Penile cancer is a malignant neoplasm of the skin or penile tissues.
- It is a rare condition with an incidence of 0.1 to 0.9 cases per 100,000 males in the western world.
- In African, Asian and South American countries, the frequency may be up to 9 cases per 100,000 males, possibly due to the increased incidence of STDs and HPV (Human Papilloma Virus)
- Poor hygiene
- Chronic inflammation (e.g. balanoposthitis, balanitis xerotica obliterans and lichen sclerosus)
- Drugs, such as sporalene
- Smoking (multiplies the risk by 4 to 5 times)
- History of multiple sex partners and sexual activity onset at a young age (multiplies the risk by 3 to 5 times)
Commonly, the patient sees a harmless, non-healing lesion on his penis that resembles an ulcer or cauliflower.
Other symptoms may include:
- bleeding from the lesion
- a burning sensation
Due to the lack of pain and feelings of embarrassment, many patients do not seek medical advice during the early stages of the disease.
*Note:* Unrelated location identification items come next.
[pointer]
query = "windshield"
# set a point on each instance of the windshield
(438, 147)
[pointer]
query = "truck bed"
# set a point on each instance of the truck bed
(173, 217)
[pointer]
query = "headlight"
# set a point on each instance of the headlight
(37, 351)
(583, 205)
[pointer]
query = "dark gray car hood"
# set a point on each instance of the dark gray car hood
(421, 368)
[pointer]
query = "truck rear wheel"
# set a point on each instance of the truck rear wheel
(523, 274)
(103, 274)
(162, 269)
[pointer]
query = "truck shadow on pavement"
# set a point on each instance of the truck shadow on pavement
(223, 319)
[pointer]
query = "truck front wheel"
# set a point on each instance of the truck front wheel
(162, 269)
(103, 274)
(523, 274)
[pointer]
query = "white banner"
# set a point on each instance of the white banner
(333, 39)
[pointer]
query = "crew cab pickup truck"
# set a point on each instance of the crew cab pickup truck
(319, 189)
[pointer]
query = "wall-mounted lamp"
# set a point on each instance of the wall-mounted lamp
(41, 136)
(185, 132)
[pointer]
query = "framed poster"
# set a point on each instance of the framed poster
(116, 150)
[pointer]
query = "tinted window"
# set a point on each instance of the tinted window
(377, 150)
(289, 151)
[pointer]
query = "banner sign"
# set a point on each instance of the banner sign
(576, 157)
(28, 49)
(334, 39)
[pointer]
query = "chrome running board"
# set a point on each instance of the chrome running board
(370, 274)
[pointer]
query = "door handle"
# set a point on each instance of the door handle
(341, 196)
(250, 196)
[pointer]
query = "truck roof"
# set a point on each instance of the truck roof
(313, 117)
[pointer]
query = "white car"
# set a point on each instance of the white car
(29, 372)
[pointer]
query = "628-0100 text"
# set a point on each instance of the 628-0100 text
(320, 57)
The diagnosis comprises the clinical examination of the patient and biopsy sampling of the damage, performed under local anesthesia.
In cases of metastatic disease, apart from the above, additional tests are required, such as:
- Scrotal ultrasound
- Pelvic CT scan
- Pelvic MRI scan
- Bone scintigraphy
- In the early stages, when the lesion is small, it can be treated with laser or cryotherapy.
- In the later stages, it may require local surgical resection of the lesion or even resection of a segment of the penis (penectomy), combined with lymph node dissection in the groin area and pelvis.